History of Cyprus
Cyprus, an island in the Eastern Mediterranean, at the cross-roads of three continents - Europe, Asia and Africa - has one of the oldest histories of the world, dating back 9000 years. Its strategic position, its wealth in forests and mineral deposits, as well as its skilled craftsmen, made it the prized possession of the powers of the day. Cultural influences came from all directions - all major regional civilisations left their mark on the island, contributing to the development of a very rich and diverse cultural heritage.
Cypriot culture is among the oldest in the Mediterranean. By 3700 BC, the island was well-inhabited, a crossroads between East and West. The island fell successively under Assyrian, Egyptian, Persian, Greek, and Roman domination. For 800 years, beginning in AD 364, Cyprus was ruled by Byzantium. After brief possession by Richard the Lion-Hearted during the Crusades, the island came under Frankish control in the late 12th century.
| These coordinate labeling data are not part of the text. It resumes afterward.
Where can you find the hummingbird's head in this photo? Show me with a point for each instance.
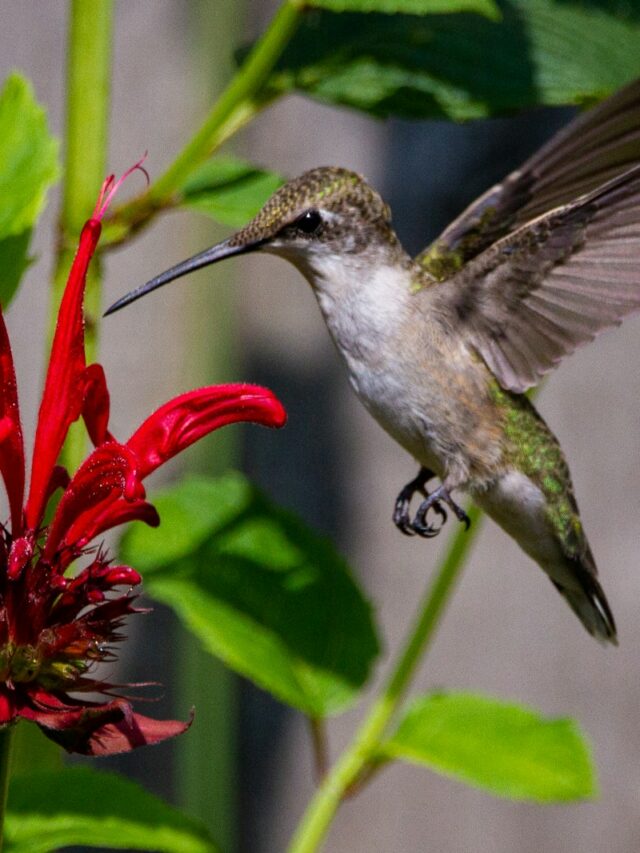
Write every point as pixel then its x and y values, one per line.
pixel 327 216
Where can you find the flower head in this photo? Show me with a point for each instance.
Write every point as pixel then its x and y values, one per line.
pixel 57 622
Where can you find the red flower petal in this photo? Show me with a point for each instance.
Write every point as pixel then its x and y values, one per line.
pixel 95 408
pixel 107 473
pixel 99 729
pixel 63 396
pixel 189 417
pixel 11 444
pixel 111 514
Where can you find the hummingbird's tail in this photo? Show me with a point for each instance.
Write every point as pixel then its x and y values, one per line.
pixel 588 601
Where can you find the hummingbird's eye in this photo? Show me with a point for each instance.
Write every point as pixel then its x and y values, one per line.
pixel 309 222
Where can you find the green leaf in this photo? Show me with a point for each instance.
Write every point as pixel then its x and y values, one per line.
pixel 262 592
pixel 77 805
pixel 14 260
pixel 461 66
pixel 506 749
pixel 28 167
pixel 229 190
pixel 410 7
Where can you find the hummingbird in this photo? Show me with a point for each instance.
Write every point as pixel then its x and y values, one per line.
pixel 442 347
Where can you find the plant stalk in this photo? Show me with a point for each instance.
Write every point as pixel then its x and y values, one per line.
pixel 241 100
pixel 87 117
pixel 6 738
pixel 361 754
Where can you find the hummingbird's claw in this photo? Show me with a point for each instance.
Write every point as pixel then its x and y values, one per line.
pixel 401 517
pixel 420 524
pixel 432 501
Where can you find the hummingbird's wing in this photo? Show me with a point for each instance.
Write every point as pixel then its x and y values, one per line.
pixel 550 286
pixel 591 150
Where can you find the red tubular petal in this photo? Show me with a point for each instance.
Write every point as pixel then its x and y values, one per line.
pixel 108 472
pixel 111 514
pixel 11 444
pixel 103 729
pixel 185 419
pixel 95 408
pixel 62 400
pixel 7 706
pixel 133 732
pixel 19 555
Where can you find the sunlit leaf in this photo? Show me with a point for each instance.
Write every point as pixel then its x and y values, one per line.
pixel 28 167
pixel 14 260
pixel 229 190
pixel 412 7
pixel 462 66
pixel 81 806
pixel 262 592
pixel 506 749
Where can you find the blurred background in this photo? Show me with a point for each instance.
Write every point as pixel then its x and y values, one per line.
pixel 507 631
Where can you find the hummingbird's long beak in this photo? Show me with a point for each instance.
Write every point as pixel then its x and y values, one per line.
pixel 216 253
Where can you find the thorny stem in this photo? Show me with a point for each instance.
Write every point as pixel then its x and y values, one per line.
pixel 241 100
pixel 361 756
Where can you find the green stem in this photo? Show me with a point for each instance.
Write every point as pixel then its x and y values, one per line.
pixel 361 753
pixel 6 738
pixel 241 100
pixel 88 87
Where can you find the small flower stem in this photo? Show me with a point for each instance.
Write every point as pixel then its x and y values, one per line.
pixel 6 738
pixel 88 89
pixel 361 754
pixel 320 748
pixel 241 100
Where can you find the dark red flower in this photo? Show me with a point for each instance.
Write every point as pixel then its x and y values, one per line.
pixel 58 622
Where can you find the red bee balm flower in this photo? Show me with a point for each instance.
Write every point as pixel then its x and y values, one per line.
pixel 57 624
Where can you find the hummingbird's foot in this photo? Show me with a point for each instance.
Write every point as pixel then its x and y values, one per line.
pixel 432 502
pixel 418 485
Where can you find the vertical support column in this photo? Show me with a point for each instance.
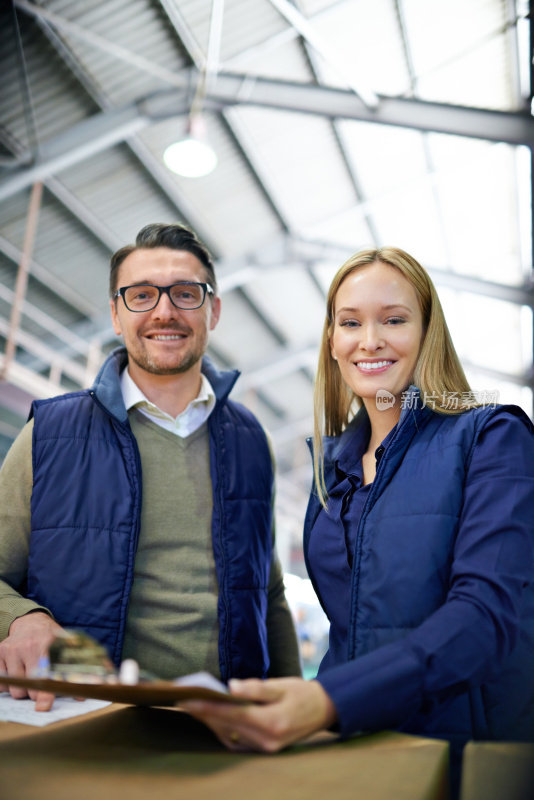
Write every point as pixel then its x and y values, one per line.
pixel 22 277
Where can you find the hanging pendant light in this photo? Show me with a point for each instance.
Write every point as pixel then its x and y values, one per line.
pixel 192 156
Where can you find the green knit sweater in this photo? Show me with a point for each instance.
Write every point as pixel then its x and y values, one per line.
pixel 172 625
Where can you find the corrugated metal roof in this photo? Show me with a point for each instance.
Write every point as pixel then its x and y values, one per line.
pixel 306 175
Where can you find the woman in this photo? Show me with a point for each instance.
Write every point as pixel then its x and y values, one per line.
pixel 419 534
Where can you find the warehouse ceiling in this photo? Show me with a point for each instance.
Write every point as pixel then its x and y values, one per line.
pixel 337 125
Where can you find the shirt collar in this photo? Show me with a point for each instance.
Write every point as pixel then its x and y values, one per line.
pixel 133 396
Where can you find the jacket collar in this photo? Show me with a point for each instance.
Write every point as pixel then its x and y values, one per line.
pixel 342 452
pixel 107 388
It was ceded to the Venetian Republic in 1489 and conquered by the Ottoman Turks in 1571. The Ottomans applied the millet system to Cyprus, which allowed religious authorities to govern their own non-Muslim minorities. This system reinforced the position of the Orthodox Church and the cohesion of the ethnic Greek population. Most of the Turks who settled on the island during the 3 centuries of Ottoman rule remained when control of Cyprus--although not sovereignty--was ceded to Great Britain in 1878. Many, however, left for Turkey during the 1920s. The island was annexed formally by the U.K. in 1914 at the outbreak of World War I and became a crown colony in 1925.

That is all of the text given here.